What is Morphea?

Morphea, also known as localized scleroderma, causes hardening and discoloration of the skin leading to thickening and lighter or darker skin than the surrounding area. It is thought to be isolated to the skin without internal organ involvement as seen in systemic sclerosis (commonly known as ‘scleroderma’). This disease is thought to be autoimmune in origin, such as systemic lupus erythematosus and vitiligo.  While not a health threat in terms of mortality, morphea can significantly affect a patients functional status with scarring, disfigurement or other associated symptoms.  It is often under appreciated in its early stages as it commonly appears as a bruise, which is the time at which it is most amendable to treatment.

Morphea has a various manifestations with seven recognized subtypes.  The five most common are:

• Plaque: Oval/round, solitary indurated areas that do not coalesce
• Linear: Band-like induration or coalescing plaques that form a linear pattern, may involve deeper tissues. Facial varieties include En Coup de Sabre and Progressive hemi-facial atrophy (Parry ROmberg syndrome).
• Generalized: Four or more coalescing plaques (lesions) larger than 3cm on two or more anatomic regions
• Mixed: Presence of lesions consistent with the definition of linear morphea plus either plaque or generalized lesions concomitantly. (New classification)
• Lichen Sclerosus/Morphea overlap: Plaques of morphea with overlying lichen sclerosus.

What Causes Morphea?

The cause of morphea is not known, but it is postulated that fibroblasts (cells that produce type 1 collagen in the skin) become stimulated to overproduce collagen resulting in areas of sclerosis or hardening.  However, given the numerous appearances of morphea, it is certain that differences exist within morphea patients themselves regarding disease pathogenesis. Researchers are trying to determine what triggers the disease and whether it is genetic in origin or environmental. To be clear, morphea is differentiated from certain conditions, such as nephrogenic fibrosing dermopathy, that are associated with exposures known to elicit sclerosis of the skin.

Who gets morphea?

Morphea is more common in women than in men and approximately 50% of patients are under the age of 18, but all age groups may be affected. There is very little data to support who is at highest risk for getting morphea as there are no known predictors of disease. However, morphea, as well as other autoimmune diseases, may be more common in the relatives of patients with morphea. 

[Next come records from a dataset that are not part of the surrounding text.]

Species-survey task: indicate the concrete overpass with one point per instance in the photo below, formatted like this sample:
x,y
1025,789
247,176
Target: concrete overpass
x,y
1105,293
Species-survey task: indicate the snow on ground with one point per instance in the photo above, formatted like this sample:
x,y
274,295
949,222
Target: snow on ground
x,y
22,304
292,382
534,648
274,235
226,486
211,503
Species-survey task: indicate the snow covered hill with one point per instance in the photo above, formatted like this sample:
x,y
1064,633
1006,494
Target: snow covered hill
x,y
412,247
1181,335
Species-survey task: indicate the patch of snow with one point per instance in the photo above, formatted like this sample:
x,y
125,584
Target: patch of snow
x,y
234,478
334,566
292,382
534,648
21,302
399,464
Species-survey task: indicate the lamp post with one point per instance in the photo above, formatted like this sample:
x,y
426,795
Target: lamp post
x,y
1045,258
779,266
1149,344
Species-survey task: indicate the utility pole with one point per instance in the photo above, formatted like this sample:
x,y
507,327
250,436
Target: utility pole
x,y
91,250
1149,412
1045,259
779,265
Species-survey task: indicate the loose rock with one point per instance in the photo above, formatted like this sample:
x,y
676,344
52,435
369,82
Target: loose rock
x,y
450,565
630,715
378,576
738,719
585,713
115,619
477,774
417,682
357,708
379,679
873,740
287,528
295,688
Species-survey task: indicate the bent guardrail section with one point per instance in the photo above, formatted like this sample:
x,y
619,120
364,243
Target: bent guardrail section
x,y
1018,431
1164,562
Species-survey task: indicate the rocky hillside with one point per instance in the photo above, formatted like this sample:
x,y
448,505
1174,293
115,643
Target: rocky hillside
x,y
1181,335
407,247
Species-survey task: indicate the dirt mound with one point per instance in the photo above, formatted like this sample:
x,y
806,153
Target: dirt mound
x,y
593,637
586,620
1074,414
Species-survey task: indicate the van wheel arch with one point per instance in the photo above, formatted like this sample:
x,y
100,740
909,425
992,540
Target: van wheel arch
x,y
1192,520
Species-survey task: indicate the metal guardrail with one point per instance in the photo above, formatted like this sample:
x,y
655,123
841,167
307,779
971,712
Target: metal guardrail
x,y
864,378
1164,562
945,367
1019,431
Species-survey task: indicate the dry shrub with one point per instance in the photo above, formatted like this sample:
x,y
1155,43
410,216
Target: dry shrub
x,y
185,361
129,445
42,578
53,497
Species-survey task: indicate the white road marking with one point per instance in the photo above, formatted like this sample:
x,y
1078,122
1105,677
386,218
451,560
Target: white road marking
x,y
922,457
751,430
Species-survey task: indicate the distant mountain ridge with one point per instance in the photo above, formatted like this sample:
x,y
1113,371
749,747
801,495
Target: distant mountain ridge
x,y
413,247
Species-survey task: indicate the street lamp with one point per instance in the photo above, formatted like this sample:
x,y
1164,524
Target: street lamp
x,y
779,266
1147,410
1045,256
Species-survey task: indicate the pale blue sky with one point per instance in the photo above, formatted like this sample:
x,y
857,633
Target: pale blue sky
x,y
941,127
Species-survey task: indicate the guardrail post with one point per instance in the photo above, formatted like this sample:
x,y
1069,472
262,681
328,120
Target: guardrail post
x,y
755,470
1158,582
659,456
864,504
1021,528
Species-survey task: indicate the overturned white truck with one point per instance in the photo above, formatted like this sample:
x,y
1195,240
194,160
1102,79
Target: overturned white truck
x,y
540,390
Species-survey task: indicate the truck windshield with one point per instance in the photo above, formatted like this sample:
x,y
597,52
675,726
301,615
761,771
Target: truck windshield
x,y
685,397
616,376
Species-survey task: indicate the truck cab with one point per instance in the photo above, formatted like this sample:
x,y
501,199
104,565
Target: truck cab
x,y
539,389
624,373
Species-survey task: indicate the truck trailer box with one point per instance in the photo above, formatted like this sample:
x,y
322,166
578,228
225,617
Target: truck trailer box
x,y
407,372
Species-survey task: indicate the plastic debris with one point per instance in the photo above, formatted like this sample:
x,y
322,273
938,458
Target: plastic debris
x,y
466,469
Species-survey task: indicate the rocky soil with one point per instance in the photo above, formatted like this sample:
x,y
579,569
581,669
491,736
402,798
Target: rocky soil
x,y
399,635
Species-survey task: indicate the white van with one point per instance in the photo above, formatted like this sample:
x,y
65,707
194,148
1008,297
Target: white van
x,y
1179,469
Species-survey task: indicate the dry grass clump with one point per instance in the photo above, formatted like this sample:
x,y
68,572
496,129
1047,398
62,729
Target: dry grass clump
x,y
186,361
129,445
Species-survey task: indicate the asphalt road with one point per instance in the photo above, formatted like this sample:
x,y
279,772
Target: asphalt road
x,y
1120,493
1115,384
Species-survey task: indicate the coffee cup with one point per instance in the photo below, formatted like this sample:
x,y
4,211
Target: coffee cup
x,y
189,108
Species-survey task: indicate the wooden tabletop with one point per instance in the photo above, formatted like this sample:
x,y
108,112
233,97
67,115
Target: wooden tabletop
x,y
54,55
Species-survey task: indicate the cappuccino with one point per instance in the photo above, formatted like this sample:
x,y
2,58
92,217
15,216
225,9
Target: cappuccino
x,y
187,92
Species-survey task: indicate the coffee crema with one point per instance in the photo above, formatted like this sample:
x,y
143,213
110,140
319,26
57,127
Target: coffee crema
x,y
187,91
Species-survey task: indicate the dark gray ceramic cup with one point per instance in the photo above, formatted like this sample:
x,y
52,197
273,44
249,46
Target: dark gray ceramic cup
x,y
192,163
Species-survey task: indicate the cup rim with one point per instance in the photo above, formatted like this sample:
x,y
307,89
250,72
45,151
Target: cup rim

 Are Treatments Available?

There is no cure for morphea.  In some patients, the disease remits after a period of years while in others it may be a chronic condition or relapse years or decades later. It is not possible to predict the disease course of patients at this time as it has not been thoroughly studied.  Although there is no cure, several different approaches have been attempted to treat morphea which focus on controlling the signs and symptoms and slowing the spread of the disease (studies have not determined the success of each treatment in all subtypes and age groups):

• Steroids: These act as agents to decrease inflammation and inhibit fibroblast function. When applied either as a cream/ointment or injected into the lesion, it only treats the areas it is applied to and new lesions may develop elsewhere. Oral or intravenous steroids have been used, more often in children in preparation for methotrexate dosing.  This is usually reserved for more extensive and severe disease (i.e. joint limitation, neurologic complications, potential for disfigurement).
• Tacrolimus, pimecrolmius: These are applied to the skin and act in a similar manner as steroids (anti-inflammation and inhibition of fibroblasts) and have the same limitations as topical steroids.
• Dovonex: This is a form of vitamin D that is applied to the skin with the same goal of suppressing inflammation and decreasing fibroblast function.
• Methotrexate: Used more often in children and is reserved for more extensive and severe disease (i.e. joint limitation, neurologic complications, potential for disfigurement). Requires laboratory follow up and concomitant folate administration.
• Calcipotriene: This Vitamin D derivative is taken orally and acts to decrease inflammation and fibroblast function.
• UVA-1: This form of phototherapy was found to increase the activity of matrix metallo-proteinase 1 (MMP-1) which breaks apart collagen.  Given as a skin directed therapy, it targets the MMP-1 in the skin and therefore leads to collagen breakdown.  It also has anti-inflammatory effects and therefore has shown promise in morphea patients. It only treats areas exposed to the light (thus, whole body units are advisable if there is concern of generalized lesions). Limited by the institutions with such units: UT Southwestern, Michigan University, Henry Ford, and the University of Alabama at Birmingham.
• PUVA, UVB phototherapy: These forms of phototherapy have also been utilized, but do not show as much promise as that of UVA-1.
• Physical therapy: Aimed at decreasing the degree of immobility that may be associated with cases of morphea.